Mid 16th century gold pendant.

 

Flint Cottage is a Grade II listed  cottage in Boxhill, Surrey.  The cottage gets its name as it was constructed from flint rubble and dates from the early 19th century.

 There has been a lot written about Flint Cottage as it was the home of the Victorian novelist and poet George Meredith from 1889-1909. Meredith received many literary friends like J.M Barrie, Robert Louis Stevenson and Rudyard Kipling who were all inspired by the local scenary at Boxhill. 

However, this project focuses on the collection which was given to the National Trust in 1945 by a family who later lived in the cottage.  Mrs Violette Wood gave the cottage to the Trust as a memorial to her late husband, Ralph Wood. Mr Wood  had played an important role within the local community as he was the Chairman for the Boxhill Committee and they had conveyed substantial amounts of land to the Trust.

Front of Flint Cottage

After Mrs Wood’s death her brother, Colonel M. Ruffer lived in Flint Cottage until his death in 1958, when the collection was given to the Trust. The items are currently kept in storage. So this project will allow an insight into the care and work which is given to objects which are not on display.

 

Please note that the cottage is a tenanted property and not open to the public.

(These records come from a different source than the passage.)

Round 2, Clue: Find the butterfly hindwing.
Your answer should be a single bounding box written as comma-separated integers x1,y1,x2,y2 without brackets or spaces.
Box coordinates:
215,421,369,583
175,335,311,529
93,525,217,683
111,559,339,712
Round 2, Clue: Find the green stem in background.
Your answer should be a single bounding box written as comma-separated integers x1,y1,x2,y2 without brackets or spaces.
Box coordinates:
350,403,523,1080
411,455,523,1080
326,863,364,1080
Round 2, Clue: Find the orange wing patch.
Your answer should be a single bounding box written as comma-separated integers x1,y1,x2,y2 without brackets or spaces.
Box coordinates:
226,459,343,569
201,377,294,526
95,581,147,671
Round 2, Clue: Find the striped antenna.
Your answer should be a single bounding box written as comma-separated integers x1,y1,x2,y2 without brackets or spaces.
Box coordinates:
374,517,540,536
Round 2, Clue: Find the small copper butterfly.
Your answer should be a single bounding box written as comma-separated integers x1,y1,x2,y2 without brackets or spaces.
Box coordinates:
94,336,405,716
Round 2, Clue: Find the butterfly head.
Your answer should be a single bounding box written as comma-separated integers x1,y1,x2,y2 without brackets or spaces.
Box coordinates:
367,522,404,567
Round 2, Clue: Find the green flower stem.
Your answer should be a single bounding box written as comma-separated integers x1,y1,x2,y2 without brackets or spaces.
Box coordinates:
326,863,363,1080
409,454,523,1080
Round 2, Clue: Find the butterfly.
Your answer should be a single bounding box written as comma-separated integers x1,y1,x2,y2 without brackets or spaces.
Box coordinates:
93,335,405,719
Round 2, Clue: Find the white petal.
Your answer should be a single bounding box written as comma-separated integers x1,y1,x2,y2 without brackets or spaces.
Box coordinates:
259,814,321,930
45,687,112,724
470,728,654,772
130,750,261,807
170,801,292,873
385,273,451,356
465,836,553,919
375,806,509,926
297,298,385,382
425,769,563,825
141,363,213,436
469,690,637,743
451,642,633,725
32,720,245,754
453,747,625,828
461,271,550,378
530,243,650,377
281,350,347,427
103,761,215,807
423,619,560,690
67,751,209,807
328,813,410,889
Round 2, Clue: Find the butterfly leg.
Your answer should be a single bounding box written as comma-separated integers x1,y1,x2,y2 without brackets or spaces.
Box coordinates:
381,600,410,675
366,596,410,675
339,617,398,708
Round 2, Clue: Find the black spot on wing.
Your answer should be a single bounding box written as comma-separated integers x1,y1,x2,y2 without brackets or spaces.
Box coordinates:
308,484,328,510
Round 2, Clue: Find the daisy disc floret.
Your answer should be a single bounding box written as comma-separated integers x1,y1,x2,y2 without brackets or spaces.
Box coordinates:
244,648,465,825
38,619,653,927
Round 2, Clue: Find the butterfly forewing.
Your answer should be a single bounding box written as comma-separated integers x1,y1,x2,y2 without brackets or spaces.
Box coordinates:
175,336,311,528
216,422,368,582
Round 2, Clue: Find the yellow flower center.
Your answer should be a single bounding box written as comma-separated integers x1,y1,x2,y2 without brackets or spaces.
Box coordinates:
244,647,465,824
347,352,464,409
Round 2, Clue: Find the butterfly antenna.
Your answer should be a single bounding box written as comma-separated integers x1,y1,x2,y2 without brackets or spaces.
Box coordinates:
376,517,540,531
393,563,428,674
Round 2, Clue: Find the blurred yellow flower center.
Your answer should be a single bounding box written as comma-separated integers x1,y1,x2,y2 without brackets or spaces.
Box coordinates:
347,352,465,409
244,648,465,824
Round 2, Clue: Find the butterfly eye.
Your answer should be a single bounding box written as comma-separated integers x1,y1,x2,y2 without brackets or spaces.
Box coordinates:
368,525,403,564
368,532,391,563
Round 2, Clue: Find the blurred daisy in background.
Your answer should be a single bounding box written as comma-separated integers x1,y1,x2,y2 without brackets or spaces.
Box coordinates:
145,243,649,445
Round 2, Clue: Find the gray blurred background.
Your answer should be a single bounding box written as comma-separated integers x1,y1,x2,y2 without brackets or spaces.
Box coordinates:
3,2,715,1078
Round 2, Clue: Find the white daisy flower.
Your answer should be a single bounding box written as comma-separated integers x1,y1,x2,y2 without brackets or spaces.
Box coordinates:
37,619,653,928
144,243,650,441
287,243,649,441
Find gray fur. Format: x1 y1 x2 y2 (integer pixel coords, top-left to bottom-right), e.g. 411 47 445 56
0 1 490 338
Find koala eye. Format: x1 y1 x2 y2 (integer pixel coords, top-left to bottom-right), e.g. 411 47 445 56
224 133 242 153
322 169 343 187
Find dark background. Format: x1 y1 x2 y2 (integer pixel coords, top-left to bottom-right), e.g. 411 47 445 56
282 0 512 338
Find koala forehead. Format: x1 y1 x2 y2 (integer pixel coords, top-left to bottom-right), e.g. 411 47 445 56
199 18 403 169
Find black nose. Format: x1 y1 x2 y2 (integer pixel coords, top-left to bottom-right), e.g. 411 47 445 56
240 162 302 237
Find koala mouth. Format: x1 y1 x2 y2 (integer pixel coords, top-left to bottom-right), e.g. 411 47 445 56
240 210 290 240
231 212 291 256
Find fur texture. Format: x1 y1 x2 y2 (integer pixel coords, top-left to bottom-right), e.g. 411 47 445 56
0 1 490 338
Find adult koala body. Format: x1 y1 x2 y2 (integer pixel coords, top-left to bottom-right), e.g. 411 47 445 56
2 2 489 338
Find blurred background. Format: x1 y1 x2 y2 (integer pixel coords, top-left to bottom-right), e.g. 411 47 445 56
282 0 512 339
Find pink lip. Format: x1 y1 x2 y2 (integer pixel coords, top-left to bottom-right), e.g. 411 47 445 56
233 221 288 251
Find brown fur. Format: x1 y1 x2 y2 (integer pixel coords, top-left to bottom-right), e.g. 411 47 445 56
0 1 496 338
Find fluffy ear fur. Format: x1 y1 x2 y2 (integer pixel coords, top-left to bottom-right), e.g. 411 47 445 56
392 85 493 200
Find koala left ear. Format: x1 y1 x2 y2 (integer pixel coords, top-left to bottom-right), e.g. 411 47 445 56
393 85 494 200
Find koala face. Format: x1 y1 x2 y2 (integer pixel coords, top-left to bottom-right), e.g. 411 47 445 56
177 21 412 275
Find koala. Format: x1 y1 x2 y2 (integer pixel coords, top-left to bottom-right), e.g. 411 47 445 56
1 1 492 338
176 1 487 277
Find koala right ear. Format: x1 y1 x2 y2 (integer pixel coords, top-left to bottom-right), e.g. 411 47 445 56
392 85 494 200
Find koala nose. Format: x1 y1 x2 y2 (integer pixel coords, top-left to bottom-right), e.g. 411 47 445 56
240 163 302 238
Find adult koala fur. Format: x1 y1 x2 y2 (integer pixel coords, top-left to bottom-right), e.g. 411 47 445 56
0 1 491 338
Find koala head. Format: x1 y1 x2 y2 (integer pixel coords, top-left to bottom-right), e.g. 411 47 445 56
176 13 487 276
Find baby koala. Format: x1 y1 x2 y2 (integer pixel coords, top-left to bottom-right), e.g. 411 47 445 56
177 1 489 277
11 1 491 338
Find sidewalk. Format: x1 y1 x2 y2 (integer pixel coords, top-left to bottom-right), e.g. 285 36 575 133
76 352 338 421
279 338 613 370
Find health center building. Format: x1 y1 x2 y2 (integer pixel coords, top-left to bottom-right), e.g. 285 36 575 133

I am currently on a year-long placement at the National Trust funded by the Heritage Lottery Fund, to learn new skills in Collections Management. You can find out more about the scheme and placements at http://yourfutureyourhands.org.uk/. I am based at Polesden Lacey in Surrey and am also managing the trainee Face book page at http://www.facebook.com/pages/National-Trust-Passport-to-your-Future/146388448801831. As part of the placement, I am undertaking a personal project which I can work on throughout my time with the National Trust. My project is aiming to bring to life the collection from Flint Cottage, which is a small property that is closed to the public. I want this Blog to showcase the beautiful and previously unseen objects which are currently in storage.